Oh, we don't have training for Text Explorer yet. We will premier a new course at the JMP Discovery Summit in October!

gzmorgan0 · May 15, 2018 06:26 AM

You did not mention what version of JMP you are working on. If JMP12 or higher there is a a column utility called Recode.

The script below creates a dummy table and calls Recode for coulmn User1.
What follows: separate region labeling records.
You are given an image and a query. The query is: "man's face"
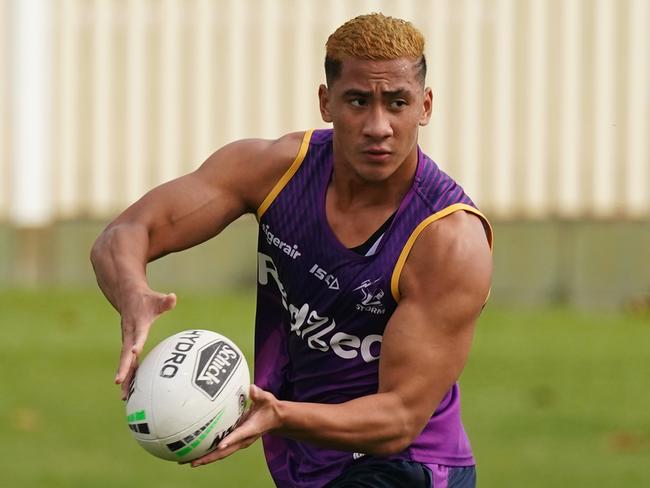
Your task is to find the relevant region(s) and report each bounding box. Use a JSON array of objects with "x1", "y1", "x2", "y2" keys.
[{"x1": 319, "y1": 58, "x2": 432, "y2": 182}]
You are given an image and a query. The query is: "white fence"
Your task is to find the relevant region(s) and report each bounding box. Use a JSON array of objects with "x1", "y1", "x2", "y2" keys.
[{"x1": 0, "y1": 0, "x2": 650, "y2": 225}]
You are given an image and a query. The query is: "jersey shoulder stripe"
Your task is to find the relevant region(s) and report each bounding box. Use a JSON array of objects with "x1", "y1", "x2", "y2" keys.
[
  {"x1": 390, "y1": 203, "x2": 492, "y2": 302},
  {"x1": 257, "y1": 129, "x2": 314, "y2": 220}
]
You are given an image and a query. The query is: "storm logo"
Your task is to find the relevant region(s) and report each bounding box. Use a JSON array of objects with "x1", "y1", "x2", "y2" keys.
[{"x1": 354, "y1": 278, "x2": 386, "y2": 315}]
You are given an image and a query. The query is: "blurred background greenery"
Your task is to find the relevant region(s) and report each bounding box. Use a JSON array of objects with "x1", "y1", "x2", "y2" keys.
[
  {"x1": 0, "y1": 0, "x2": 650, "y2": 488},
  {"x1": 0, "y1": 289, "x2": 650, "y2": 488}
]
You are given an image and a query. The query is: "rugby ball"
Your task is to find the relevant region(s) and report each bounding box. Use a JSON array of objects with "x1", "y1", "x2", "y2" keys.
[{"x1": 126, "y1": 329, "x2": 250, "y2": 462}]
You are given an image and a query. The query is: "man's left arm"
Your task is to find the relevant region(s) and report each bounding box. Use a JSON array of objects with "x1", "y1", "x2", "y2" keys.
[{"x1": 192, "y1": 211, "x2": 492, "y2": 466}]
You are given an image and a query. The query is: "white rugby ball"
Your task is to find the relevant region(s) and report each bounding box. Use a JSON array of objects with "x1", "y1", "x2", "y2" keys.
[{"x1": 126, "y1": 329, "x2": 250, "y2": 462}]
ex= {"request tests", "request a test", "request testing", "test requests", "test request",
"testing requests"};

dt= New Table("Survey", add rows(50), NewColumn("User1", character, 
   << set each value(ex[Random integer(1,6)]) ) );
   
dt << Go To (:User1);
dt << Recode;

The attached screeshot shows the table and the interactive interface. The red box around Formula is a menu option to create a New Column (of values), a Formula (column) or In Place (replace values). I chose Formula and named the column Recode User1. Next, select all options and right click, then a pop-up menu of options appears. The options are to use one of the numerous phrases, or use a new value. Make your selection and press the Recode button.

Note: If there are multiple goups of answers, you can select the groups by different options, specifying the common term. And when done press recode.

The formula created by this action is

Match( :User1,
	"request a test", "request tests",
	"request testing", "request tests",
	"test request", "request tests",
	"test requests", "request tests",
	"testing requests", "request tests",
	:User1
)

I would have used a the following formula

t0 = Trim( Lowercase( :User1 ) );
If( Contains( t0, "request" ) & Contains( t0, "test" ),
	"request test",
	:User1
);

Neither of these functions handle typos and misspellings. JMP has a function called shortest edit distance and I have a script for computing the Levenshtein Distance and there are other algorithms to "score" the level matching (or non-matching) or words and phrases.

However, of you are working with your data interactively, Recode is very nice to use.

Look up Recode Data in the online book Using JMP. (Main Menu > Help > Books > Using JMP).

Mark_Bailey · May 15, 2018 06:43 AM

I could be mistaken but it appears to me that the various forms of the phrase to be dealt with are found in the phrase list of Text Explorer. These phrases are not the original character string values in the text data column. I think that this case is unstructured text, not structured character values. So the recode must be done within Text Explorer after parsing and terming.

Victor60 · May 21, 2018 08:27 AM

I have learned that this is a two step process in JMP 14 Pro. Text Explorer... First, create a new phrase by selecting multiple stemmed phrases in the right box entitled Phrase. Then, once that has been done, go to the left box entitled Term and Phrase Lists. Find and right click on the new phrase. Select "Recode" and for each of the phrases you grouped, give a single descriptive name. These disappear as the new name is given to each. Then, in that left box, you will see the new "superphrase" and you can view it in the pareto.